Julian Charles

Personal information
- Full name: Julian Desmond Charles
- Born: 3 May 1961 (age 65) Laborie, Saint Lucia
- Nickname: Charlo
- Batting: Right-handed
- Bowling: Right-arm leg spin

Domestic team information
- 1983–1992: Windward Islands
- Source: CricketArchive, 28 December 2015

= Julian Charles (cricketer) =

Saint Lucian cricketer

Julian Desmond Charles (born 3 May 1961) is a former Saint Lucian cricketer who played for the Windward Islands in West Indian domestic cricket. He was the first Saint Lucian to score a first-class hundred.

A right-handed middle-order batsman and occasional leg spin bowler, Charles made his first-class debut for the Windwards during the 1982–83 Shell Shield season. He scored his maiden first-class century during the 1985–86 season (114 against Guyana), having earlier spent the 1985 English season playing for Cornwall in the Minor Counties Championship. At the beginning of the 1986–87 season, Charles was selected to tour Zimbabwe with a "West Indies B" team, playing both first-class and limited-overs fixtures. In a three-day match against the Zimbabwe Cricket Union President's XI, he made what was to be his highest first-class score, 185 runs from third in the batting order.
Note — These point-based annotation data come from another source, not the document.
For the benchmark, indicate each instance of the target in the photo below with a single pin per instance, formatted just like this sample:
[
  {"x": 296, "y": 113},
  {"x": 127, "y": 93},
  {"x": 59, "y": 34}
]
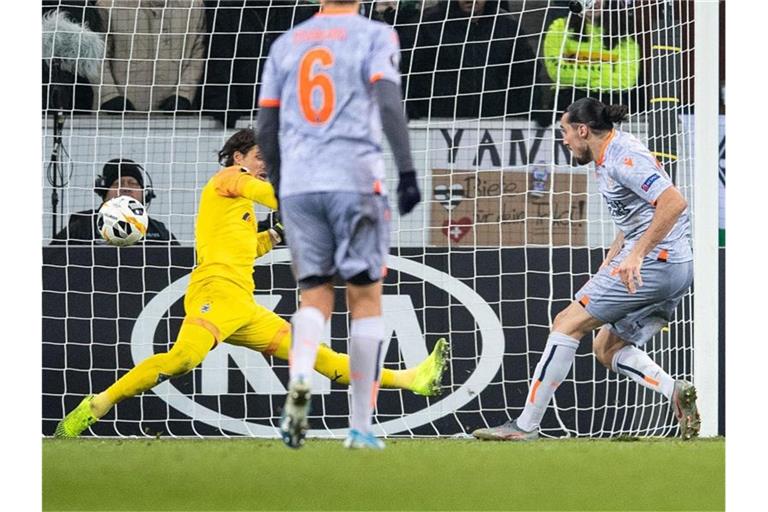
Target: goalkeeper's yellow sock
[{"x": 191, "y": 347}]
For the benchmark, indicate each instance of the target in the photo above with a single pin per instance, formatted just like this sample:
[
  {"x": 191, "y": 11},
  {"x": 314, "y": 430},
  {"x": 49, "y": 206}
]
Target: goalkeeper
[{"x": 219, "y": 303}]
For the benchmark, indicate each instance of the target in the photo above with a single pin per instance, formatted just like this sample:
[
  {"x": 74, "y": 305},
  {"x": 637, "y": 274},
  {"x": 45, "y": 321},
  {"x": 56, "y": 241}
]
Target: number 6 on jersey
[{"x": 309, "y": 81}]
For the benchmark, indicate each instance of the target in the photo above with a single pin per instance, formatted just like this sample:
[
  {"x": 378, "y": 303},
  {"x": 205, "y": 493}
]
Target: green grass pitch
[{"x": 433, "y": 474}]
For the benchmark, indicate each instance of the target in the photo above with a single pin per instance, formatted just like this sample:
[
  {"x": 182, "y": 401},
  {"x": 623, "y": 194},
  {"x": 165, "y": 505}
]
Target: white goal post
[{"x": 507, "y": 232}]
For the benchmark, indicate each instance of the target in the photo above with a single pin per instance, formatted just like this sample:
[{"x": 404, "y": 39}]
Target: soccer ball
[{"x": 122, "y": 221}]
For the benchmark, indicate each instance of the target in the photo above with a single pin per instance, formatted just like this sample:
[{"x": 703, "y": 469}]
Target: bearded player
[{"x": 646, "y": 272}]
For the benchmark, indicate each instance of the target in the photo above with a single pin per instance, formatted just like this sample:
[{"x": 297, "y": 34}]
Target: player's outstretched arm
[
  {"x": 396, "y": 130},
  {"x": 267, "y": 130}
]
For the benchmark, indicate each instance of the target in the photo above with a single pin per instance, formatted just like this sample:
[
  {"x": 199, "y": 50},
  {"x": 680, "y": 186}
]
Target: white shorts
[
  {"x": 636, "y": 318},
  {"x": 336, "y": 233}
]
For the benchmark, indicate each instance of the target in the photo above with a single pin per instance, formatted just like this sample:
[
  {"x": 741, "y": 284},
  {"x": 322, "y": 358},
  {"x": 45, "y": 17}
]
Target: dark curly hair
[
  {"x": 242, "y": 141},
  {"x": 596, "y": 114}
]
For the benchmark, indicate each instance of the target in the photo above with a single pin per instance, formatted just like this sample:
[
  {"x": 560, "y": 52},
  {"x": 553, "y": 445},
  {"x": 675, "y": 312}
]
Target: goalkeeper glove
[{"x": 408, "y": 195}]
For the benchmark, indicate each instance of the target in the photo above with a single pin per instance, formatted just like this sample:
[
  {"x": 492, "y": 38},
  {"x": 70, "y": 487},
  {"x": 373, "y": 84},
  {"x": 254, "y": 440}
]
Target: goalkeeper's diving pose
[
  {"x": 641, "y": 281},
  {"x": 219, "y": 303}
]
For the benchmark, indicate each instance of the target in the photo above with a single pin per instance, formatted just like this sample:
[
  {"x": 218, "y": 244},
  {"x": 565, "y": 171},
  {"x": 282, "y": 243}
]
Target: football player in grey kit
[
  {"x": 330, "y": 87},
  {"x": 647, "y": 270}
]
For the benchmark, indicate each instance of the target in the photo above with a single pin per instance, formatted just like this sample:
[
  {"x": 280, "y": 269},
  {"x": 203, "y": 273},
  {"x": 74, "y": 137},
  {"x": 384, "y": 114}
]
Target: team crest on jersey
[{"x": 649, "y": 181}]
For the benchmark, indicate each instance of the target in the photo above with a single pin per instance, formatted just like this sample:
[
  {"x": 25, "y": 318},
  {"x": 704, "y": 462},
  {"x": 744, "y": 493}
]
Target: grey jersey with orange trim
[
  {"x": 631, "y": 180},
  {"x": 321, "y": 75}
]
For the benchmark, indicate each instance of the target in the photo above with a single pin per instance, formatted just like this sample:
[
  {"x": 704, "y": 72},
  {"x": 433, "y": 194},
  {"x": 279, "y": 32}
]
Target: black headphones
[{"x": 100, "y": 186}]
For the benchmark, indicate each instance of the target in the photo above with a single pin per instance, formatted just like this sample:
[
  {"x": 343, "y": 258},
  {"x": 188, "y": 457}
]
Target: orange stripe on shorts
[{"x": 535, "y": 388}]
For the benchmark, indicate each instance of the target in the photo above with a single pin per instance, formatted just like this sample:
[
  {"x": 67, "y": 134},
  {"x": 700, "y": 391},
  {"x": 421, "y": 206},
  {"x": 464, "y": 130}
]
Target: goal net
[{"x": 507, "y": 232}]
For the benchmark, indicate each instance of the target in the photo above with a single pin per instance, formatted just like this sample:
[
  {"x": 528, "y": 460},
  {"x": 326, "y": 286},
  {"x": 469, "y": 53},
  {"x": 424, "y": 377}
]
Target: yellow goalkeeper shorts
[{"x": 232, "y": 316}]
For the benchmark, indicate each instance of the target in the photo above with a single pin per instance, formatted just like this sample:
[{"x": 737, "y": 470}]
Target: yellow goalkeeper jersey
[{"x": 226, "y": 236}]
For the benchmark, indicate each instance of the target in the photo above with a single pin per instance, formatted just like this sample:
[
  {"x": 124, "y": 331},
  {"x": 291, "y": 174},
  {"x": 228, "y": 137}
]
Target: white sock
[
  {"x": 307, "y": 325},
  {"x": 635, "y": 364},
  {"x": 365, "y": 345},
  {"x": 555, "y": 363}
]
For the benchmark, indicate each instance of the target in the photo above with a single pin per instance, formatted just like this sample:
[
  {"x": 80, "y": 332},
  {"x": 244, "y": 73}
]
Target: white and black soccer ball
[{"x": 122, "y": 221}]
Charles continued playing for the Windwards up until the 1991–92 season, but passed fifty only three times in his last five seasons.

Since the conclusion of his playing career, he has filled several administrative roles, including serving as both a director and chairman of selectors of the Windward Islands Cricket Board of Control, and as a director of the West Indies Cricket Board. He was elected President of the Saint Lucia National Cricket Association in 2009, and was re-elected in 2011, 2013, and 2015.

In February 2020, he was named in the West Indies' squad for the Over-50s Cricket World Cup in South Africa. However, the tournament was cancelled during the third round of matches due to the coronavirus pandemic.